Although Petra Diamonds is mainly concerned with raising production, it is also carrying out exploration. The group’s “modest annual exploration budget” is now focused on Botswana, which also offers a friendly operating environment.

Looking forward, Petra Diamonds says it has witnessed an upturn in the important U.S. market, “as evidenced by the steadily increasing volume and value of polished diamond imports in 2010 and improved sales in North America reported by leading diamond retailers. As the diamond market now enters the pre-festive season, expectations are for a continued improvement that should end with robust retail sales in the fourth quarter.”

For the 2011 financial year, it foresees diamond prices being firmer as long as the market and global economy remain stable. “Cullinan is our flagship asset and, along with Williamson, a key driver to Petra’s production and revenue growth in the coming years,” said Petra Diamonds' CEO Johann Dippenaar in an interview with The Independent.

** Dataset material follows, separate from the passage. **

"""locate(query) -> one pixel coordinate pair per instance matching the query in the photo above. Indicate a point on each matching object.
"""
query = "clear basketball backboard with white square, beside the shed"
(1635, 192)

“We completed the acquisition of the Kimberley Underground mine in the past year and introduced a seventh producing diamond mine to our portfolio. We had been operating Kimberley Underground on a care and maintenance basis together with De Beers since September 2007 and therefore had time to significantly rehabilitate the underground workings and to build the first of two new plants. Production has now commenced and the mine will be a valuable contributor to the company’s growth plans in the 2011 financial year,” Dippenaar added.

As for its sales and marketing operations, Petra’s management believes that as demand for rough goods grows stronger, there is a continuing constriction of the traditional diamond pipeline, with more and more companies opting for vertical integration.

“From Petra’s perspective, this is particularly evident by the number of major manufacturers and retailers now buying rough diamonds directly from the group’s tenders, rather than via traditional diamond traders,” the company said in its financial statement for full year 2009. “We think this trend will continue as rough becomes ever more scarce and our strategy to continue increasing output ensures that we are poised to benefit from this trend.”